Leinonen J, Lövgren T, Vornanen T, Stenman U H
Department I of Obstetrics and Gynecology, Helsinki University Central Hospital, Finland.
Clin Chem. 1993 Oct;39(10):2098-103.
We have developed a procedure for simultaneous immunofluorometric assay (IFMA) of prostate-specific antigen (PSA) and its complex with alpha 1-antichymotrypsin (ACT). A PSA-specific monoclonal antibody, which captures both free PSA and the PSA-ACT complex, was used as solid-phase antibody. Total PSA immunoreactivity was measured with a Eu(3+)-labeled PSA antibody that reacted with both free PSA and PSA-ACT. PSA-ACT was assayed simultaneously with a Sm(3+)-labeled polyclonal ACT antibody as a tracer. As standard we used pooled serum in which most of the PSA occurred as the PSA-ACT complex. The assay range was 0.03-500 micrograms/L for total PSA and 0.16-450 micrograms/L for PSA-ACT. In comparison with the assay for total PSA, assay of the PSA-ACT/PSA ratio improved the clinical specificity for cancer by reducing the number of false-positive results in prostatic hyperplasia.

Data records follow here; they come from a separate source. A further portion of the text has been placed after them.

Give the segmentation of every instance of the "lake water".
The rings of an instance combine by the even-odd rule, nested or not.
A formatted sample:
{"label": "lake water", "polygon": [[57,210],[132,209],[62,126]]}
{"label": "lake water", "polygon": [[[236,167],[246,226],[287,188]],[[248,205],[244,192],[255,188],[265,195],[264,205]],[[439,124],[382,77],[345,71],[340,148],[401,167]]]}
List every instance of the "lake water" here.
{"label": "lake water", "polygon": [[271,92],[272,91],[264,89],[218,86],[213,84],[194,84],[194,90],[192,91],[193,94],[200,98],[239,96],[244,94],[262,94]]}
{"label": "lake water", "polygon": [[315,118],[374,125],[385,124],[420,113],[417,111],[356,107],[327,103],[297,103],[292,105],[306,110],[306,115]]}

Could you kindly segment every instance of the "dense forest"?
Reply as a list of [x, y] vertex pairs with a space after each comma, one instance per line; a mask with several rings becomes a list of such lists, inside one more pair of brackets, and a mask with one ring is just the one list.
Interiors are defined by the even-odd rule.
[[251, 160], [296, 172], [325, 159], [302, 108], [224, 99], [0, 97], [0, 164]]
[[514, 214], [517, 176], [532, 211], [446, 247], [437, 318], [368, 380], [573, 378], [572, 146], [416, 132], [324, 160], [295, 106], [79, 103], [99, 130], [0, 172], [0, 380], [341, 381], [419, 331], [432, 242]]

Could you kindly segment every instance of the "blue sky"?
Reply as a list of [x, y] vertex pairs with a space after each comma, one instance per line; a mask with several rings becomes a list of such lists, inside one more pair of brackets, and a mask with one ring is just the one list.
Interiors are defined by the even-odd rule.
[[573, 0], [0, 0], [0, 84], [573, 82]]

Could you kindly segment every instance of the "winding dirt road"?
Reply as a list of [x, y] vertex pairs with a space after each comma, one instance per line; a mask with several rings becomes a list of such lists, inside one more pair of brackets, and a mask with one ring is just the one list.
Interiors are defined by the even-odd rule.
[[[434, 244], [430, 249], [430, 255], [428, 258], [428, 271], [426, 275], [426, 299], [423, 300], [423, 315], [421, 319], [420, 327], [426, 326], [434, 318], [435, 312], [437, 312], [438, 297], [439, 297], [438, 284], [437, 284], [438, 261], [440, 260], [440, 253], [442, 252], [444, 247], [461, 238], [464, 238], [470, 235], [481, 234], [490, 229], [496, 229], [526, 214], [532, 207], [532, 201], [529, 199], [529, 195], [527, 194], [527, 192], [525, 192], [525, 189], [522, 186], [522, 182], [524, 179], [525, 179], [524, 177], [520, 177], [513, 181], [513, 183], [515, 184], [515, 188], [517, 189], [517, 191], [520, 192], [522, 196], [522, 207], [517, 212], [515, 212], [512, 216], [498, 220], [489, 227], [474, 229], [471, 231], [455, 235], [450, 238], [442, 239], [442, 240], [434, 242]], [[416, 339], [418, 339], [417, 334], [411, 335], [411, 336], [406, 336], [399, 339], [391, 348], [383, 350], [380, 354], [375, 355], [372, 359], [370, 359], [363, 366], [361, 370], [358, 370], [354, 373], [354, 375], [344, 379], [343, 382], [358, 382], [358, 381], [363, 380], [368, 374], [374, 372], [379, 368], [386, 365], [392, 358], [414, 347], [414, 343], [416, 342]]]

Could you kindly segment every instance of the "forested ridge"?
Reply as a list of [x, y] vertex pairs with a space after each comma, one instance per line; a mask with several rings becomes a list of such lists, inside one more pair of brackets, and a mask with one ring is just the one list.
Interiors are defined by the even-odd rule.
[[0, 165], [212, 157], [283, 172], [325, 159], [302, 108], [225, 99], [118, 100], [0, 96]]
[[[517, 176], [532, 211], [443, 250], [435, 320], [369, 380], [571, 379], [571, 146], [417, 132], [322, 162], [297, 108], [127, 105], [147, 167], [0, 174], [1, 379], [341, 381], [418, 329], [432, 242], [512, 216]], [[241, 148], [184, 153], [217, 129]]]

我们已开发出一种同时免疫荧光测定法(IFMA),用于检测前列腺特异性抗原(PSA)及其与α1 -抗糜蛋白酶(ACT)的复合物。一种能捕获游离PSA和PSA - ACT复合物的PSA特异性单克隆抗体被用作固相抗体。总PSA免疫反应性通过与游离PSA和PSA - ACT均发生反应的铕(Eu³⁺)标记的PSA抗体进行测定。PSA - ACT则同时用钐(Sm³⁺)标记的多克隆ACT抗体作为示踪剂进行检测。我们使用大部分PSA以PSA - ACT复合物形式存在的混合血清作为标准品。总PSA的检测范围为0.03 - 500微克/升,PSA - ACT的检测范围为0.16 - 450微克/升。与总PSA检测相比,PSA - ACT/PSA比值检测通过减少前列腺增生中假阳性结果的数量,提高了癌症的临床特异性。